British Pound to Lose Further Unless the FTSE 100 Bounces Sharply
Fundamental Forecast for British Pound: Bearish
- Mixed UK industry surveys do little to boost British Pound outlook
- Retail FX trader sentiment warns the GBP/USD could continue lower
- Follow Sentiment in Real-Time to filter attractive trends for continuation potential.
The British Pound tumbled to fresh five-year lows in a tough week for financial markets, and there seems to be little to stop it from falling even further. It is nonetheless shaping up to be another big week ahead.
The United Kingdom represents a major global financial hub, and traders punished the British currency as a sudden wave of financial market turmoil sent the US S&P 500 to its worst start to the year on record.

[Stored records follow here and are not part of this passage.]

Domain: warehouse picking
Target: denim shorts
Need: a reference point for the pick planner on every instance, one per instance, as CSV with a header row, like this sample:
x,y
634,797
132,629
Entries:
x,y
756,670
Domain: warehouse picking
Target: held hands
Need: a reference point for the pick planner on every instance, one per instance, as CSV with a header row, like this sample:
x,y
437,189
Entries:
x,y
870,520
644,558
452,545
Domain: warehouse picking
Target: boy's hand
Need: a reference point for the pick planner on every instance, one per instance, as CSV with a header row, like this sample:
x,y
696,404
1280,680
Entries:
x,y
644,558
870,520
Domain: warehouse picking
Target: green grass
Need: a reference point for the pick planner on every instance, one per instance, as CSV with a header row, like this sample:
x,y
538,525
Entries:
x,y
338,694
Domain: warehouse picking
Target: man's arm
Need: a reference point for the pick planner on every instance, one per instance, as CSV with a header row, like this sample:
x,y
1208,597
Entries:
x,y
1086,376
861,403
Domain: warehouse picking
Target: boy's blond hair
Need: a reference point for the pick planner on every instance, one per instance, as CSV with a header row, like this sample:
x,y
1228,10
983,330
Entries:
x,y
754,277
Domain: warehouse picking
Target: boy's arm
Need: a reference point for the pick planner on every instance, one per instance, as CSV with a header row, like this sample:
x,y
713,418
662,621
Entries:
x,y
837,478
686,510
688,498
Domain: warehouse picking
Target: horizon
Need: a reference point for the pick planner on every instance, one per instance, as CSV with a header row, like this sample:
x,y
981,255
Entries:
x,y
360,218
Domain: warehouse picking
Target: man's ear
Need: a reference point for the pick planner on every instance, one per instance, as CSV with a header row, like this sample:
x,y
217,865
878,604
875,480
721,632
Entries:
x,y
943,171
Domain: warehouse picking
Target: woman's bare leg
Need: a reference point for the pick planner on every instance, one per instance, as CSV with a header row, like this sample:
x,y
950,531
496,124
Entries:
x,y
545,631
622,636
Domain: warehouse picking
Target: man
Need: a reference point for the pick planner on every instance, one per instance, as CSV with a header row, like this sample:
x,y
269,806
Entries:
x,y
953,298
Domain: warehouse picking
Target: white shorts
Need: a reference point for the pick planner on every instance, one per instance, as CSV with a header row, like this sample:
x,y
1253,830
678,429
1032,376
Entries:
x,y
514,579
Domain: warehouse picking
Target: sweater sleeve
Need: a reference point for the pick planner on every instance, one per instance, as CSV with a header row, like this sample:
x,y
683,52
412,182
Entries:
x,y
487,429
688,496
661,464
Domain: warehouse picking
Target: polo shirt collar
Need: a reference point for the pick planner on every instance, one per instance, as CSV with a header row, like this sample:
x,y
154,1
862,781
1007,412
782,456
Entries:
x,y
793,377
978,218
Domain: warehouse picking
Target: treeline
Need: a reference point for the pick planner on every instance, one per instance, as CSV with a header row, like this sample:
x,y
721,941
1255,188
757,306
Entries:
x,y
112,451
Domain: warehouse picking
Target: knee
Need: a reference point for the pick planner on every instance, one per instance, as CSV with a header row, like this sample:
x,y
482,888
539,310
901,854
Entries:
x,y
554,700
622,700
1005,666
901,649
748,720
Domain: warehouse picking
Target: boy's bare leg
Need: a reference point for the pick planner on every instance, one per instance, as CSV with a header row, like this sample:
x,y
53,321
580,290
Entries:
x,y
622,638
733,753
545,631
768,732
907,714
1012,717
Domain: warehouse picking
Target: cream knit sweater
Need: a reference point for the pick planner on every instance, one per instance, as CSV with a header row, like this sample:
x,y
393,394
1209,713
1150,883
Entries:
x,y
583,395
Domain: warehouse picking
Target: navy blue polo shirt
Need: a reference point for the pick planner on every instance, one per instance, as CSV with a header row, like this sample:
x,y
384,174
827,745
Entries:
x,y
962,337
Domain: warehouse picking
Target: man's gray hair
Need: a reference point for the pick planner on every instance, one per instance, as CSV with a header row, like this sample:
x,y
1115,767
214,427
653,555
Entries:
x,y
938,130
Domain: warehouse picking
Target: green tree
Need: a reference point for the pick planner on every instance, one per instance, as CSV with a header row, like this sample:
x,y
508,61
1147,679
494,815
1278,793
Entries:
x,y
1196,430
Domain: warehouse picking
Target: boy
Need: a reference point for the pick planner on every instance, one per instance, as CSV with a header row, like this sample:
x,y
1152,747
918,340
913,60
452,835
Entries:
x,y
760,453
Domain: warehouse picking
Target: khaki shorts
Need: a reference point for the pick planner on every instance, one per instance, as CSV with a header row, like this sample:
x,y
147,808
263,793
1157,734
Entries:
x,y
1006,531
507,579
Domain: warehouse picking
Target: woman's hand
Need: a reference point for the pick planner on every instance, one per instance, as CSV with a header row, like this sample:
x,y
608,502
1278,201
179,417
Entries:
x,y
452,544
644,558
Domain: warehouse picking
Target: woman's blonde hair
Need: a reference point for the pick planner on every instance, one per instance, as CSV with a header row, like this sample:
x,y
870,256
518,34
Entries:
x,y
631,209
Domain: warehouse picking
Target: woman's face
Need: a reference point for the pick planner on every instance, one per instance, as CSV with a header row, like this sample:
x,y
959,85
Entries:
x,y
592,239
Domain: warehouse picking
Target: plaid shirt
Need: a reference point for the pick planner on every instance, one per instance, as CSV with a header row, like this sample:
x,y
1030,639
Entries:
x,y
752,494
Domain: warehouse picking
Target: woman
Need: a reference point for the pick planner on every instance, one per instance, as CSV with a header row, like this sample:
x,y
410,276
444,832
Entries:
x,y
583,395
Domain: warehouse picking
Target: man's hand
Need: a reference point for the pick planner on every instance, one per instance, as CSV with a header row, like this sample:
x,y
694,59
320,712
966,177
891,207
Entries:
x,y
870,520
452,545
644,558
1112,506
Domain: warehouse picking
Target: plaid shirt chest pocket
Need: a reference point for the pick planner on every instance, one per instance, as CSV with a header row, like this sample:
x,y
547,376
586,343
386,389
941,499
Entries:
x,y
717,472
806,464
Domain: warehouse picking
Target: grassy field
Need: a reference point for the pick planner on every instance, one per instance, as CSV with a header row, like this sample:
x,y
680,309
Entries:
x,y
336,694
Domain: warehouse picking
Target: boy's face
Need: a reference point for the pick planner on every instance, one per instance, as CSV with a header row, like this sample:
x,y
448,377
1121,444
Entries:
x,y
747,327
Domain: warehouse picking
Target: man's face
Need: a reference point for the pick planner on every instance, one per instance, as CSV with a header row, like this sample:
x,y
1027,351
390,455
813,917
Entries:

Any subsequent rebound for the fast-falling GBP will almost certainly depend on what happens next in global equity markets, and in that sense it will be critical to see how trading begins at the weekly Asian market open. A sharp tumble in Chinese equities acted as the catalyst for the broader global turmoil, and it seems likely that any similar up or down moves could set the pace for global markets once again.
On the domestic front, British Pound traders will look to an upcoming Bank of England interest rate decision for direction. The central bank will almost certainly keep interest rates and its asset purchase program unchanged through its Thursday meeting, but it will be important to monitor the attached minutes to judge the likelihood of future interest rate changes. And indeed, the BoE was as of very recently just one of two G10 central banks expected to raise interest rates in 2016.

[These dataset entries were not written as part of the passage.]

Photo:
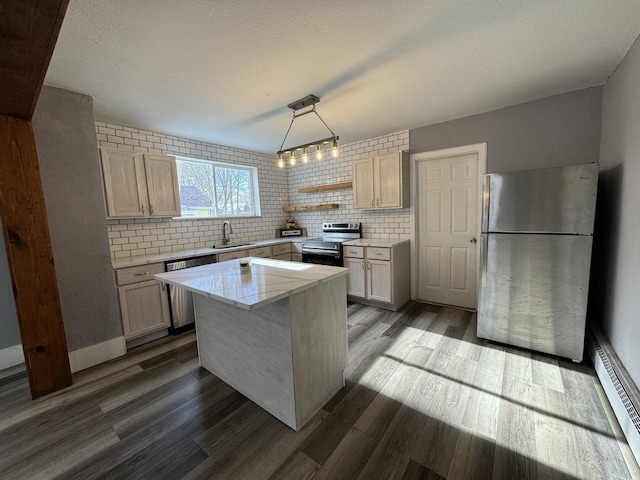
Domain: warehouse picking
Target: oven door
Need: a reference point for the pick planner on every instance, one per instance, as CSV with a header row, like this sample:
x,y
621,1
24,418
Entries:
x,y
322,256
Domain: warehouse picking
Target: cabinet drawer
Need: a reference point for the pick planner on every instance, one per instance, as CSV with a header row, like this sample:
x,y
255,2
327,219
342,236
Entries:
x,y
353,252
264,252
379,253
280,249
223,257
140,273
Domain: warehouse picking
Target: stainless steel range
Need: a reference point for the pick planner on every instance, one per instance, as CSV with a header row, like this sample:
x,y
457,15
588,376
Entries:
x,y
328,249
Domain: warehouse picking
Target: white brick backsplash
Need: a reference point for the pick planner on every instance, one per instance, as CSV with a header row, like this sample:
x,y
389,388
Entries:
x,y
278,187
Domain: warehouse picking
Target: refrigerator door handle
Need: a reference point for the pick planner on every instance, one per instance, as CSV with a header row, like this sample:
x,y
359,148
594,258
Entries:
x,y
486,197
484,246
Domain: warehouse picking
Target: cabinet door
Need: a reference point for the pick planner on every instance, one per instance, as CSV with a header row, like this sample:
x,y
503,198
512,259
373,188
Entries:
x,y
355,278
379,280
388,181
124,184
145,308
162,185
363,178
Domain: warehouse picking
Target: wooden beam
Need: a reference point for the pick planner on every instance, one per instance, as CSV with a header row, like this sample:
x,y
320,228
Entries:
x,y
28,33
26,233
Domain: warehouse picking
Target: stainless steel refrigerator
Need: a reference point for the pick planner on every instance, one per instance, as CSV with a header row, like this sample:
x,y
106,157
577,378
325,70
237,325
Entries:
x,y
535,257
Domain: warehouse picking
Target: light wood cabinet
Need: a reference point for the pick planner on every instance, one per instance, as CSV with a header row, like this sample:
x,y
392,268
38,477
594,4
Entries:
x,y
378,275
144,303
356,277
381,182
140,185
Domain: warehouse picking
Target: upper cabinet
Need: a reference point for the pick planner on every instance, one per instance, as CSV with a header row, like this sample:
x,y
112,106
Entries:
x,y
140,185
381,182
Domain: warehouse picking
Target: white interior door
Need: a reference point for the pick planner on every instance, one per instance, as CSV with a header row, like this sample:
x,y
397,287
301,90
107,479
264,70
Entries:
x,y
447,227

Interest rate traders now predict a an approximate 50 percent chance of a Bank of England “liftoff” this year, and this in itself may continue to hurt the British Pound versus the US Dollar and other major counterparts. The following day’s release of Bank of England stress test results may be of some interest. Yet it would likely take a strongly adverse result to force big reactions out of the British Pound and broader UK asset classes.
It is shaping up to be another big week for the Sterling—the key question is whether it can finally stage a meaningful rebound after falling for three of the past four weeks.